"No, of course not," I murmured hastily, as Jenkins looked up at me with pleading in his somber eyes. "He's a very good servant, whatever else he may have been."

With a beaming smile Jenkins rose and opened the door of the safe.

"Now," said McKelvie, "I'm going to show you several curious, but rather interesting facts."

He turned to the lamp upon the table and gazed at it thoughtfully for a moment, then he snapped it on and off. "Did you notice anything odd about it?" he asked.

In imitation of his manner, I too gazed steadily at the lamp. I had paid no great attention to it before, being too overwrought to notice details, but now I saw, or thought I saw, what he meant.

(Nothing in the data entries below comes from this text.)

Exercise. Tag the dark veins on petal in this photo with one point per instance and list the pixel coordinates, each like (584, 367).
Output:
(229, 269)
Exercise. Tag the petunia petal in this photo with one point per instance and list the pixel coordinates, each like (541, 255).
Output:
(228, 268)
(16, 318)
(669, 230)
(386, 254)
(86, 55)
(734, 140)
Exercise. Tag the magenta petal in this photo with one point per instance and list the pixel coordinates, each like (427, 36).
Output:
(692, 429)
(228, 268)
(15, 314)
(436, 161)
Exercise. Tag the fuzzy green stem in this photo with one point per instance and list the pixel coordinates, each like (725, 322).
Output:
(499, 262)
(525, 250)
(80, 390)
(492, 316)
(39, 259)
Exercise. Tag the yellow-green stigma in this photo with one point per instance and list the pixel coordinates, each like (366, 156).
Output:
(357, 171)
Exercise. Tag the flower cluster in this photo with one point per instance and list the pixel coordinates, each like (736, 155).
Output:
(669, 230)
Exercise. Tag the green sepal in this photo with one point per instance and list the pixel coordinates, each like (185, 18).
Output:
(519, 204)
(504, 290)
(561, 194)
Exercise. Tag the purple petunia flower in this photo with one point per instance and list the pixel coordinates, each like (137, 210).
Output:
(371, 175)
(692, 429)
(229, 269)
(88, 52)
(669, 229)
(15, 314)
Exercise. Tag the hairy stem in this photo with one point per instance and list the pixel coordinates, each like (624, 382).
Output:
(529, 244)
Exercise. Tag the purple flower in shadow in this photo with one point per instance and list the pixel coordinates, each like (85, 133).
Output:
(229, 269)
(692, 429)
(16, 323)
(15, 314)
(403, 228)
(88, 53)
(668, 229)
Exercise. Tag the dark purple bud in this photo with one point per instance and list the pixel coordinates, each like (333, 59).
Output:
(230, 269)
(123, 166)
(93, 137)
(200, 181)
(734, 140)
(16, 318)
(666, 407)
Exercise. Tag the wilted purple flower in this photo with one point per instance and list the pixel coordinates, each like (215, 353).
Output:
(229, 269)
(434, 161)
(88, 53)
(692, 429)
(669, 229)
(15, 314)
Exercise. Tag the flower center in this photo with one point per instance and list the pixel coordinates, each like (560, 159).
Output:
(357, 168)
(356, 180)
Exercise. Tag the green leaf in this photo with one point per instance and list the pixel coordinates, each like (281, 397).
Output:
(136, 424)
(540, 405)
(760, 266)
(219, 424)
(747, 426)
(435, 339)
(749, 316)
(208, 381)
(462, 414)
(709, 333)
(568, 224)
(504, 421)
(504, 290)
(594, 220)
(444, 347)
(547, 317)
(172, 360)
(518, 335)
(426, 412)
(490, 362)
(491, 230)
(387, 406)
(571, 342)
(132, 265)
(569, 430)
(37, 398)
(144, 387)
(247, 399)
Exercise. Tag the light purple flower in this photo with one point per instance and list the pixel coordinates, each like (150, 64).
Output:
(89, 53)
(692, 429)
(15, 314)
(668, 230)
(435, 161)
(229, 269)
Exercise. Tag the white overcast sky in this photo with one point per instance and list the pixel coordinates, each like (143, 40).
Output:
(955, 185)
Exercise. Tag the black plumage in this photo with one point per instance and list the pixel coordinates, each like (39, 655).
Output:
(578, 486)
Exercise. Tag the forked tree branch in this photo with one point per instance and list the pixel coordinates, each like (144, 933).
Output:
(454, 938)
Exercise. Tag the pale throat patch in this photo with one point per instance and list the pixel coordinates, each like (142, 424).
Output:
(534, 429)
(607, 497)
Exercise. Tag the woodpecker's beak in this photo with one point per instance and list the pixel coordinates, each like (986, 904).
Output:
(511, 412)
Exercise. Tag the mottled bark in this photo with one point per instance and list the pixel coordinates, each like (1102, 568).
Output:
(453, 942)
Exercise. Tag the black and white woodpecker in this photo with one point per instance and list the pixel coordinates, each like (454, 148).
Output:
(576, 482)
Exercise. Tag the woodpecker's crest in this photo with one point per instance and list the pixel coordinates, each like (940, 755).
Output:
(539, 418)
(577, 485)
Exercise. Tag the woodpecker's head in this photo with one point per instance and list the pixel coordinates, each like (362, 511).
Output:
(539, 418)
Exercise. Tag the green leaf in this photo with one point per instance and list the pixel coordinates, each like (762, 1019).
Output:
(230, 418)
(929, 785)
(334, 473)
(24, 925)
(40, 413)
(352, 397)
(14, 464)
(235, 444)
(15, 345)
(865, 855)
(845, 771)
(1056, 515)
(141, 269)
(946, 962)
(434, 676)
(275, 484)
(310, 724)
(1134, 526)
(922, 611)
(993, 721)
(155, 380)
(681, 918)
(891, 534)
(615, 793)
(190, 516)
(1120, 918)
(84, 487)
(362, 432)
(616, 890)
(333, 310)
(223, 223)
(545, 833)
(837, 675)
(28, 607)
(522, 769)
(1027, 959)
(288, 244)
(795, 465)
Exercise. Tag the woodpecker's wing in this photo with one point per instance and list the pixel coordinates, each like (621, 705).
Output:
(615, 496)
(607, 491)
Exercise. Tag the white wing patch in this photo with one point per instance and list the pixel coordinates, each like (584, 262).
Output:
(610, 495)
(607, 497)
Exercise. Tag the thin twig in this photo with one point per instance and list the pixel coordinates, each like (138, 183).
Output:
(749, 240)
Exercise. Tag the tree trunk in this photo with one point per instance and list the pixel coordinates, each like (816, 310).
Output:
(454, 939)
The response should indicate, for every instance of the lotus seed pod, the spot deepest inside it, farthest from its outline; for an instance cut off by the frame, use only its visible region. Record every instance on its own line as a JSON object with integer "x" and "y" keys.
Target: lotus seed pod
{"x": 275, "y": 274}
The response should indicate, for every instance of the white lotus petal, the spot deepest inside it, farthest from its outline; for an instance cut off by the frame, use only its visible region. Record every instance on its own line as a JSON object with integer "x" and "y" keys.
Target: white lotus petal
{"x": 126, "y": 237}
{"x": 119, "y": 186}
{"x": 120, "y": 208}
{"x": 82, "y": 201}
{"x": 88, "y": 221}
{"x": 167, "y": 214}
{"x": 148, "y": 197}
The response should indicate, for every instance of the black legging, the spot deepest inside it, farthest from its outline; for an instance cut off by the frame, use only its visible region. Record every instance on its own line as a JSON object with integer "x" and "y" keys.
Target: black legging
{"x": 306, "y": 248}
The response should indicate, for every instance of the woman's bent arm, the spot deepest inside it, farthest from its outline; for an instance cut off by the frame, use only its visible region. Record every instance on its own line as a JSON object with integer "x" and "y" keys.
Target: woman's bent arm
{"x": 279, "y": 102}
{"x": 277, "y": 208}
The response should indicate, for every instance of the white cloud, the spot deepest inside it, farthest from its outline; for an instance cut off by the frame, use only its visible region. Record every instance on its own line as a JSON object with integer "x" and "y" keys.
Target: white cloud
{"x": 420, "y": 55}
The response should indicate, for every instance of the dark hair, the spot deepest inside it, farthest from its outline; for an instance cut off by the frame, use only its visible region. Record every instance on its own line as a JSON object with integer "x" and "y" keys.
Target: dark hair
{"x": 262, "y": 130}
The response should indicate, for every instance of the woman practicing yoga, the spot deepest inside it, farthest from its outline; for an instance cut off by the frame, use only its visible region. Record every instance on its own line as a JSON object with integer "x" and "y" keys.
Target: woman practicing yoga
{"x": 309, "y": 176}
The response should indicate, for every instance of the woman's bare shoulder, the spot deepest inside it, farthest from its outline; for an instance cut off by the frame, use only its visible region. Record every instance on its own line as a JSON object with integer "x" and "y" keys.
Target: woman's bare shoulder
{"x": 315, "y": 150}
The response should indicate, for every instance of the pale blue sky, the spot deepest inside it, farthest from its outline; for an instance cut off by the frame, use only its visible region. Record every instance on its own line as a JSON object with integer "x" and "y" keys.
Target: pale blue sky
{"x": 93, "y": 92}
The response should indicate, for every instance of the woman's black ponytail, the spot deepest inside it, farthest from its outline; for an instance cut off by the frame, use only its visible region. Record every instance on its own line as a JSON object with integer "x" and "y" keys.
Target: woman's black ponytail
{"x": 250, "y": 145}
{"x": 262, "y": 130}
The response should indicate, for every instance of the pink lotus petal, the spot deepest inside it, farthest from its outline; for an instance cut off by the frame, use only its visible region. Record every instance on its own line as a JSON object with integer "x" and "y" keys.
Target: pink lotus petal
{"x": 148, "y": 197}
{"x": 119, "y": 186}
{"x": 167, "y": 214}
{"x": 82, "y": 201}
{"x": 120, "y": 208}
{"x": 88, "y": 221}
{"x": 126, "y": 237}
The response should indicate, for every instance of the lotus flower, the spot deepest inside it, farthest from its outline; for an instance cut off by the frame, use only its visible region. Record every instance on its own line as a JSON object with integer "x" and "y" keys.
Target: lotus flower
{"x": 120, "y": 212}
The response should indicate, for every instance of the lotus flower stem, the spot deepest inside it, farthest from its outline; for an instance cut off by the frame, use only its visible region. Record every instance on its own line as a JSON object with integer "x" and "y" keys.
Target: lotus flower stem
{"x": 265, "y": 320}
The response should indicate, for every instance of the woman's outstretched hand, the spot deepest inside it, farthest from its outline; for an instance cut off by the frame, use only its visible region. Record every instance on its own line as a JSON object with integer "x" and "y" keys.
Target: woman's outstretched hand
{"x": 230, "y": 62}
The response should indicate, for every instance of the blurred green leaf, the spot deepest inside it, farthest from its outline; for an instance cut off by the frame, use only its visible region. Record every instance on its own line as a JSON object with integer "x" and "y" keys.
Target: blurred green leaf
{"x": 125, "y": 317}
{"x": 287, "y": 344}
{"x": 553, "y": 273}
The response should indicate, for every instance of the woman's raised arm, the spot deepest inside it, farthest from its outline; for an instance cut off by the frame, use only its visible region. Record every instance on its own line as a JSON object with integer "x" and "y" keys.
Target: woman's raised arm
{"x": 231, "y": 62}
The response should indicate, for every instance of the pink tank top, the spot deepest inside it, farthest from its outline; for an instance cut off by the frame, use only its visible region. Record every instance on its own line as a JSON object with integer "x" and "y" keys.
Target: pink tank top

In keeping with the style of the room, the lamp though small was made in the shape of a bacchante who wore on her hair a crown of leaves and about her bare shoulders a wreath of the grapevine, so exceedingly heavy that she held it away from her graceful body with her hands, from which depended a rather large cluster of magnificent grapes.

"It is very beautiful," I responded, "but odd for a lamp, and that bunch of grapes seems almost out of all proportion to the rest of the figure."

"True, but that is not what I referred to," he returned. "Look here!"

Again he pulled the cord which cleverly imitated a stray tendril clinging to the wreath, and a pleasant glow suffused the table, but much as I looked I could detect nothing amiss.

McKelvie smiled involuntarily at my anxious endeavor to discover the flaw. "Don't you see that the light comes from the right side of that cluster and not from the center?" he remarked. "Which means a double socket of course. Why then doesn't the other bulb light also?"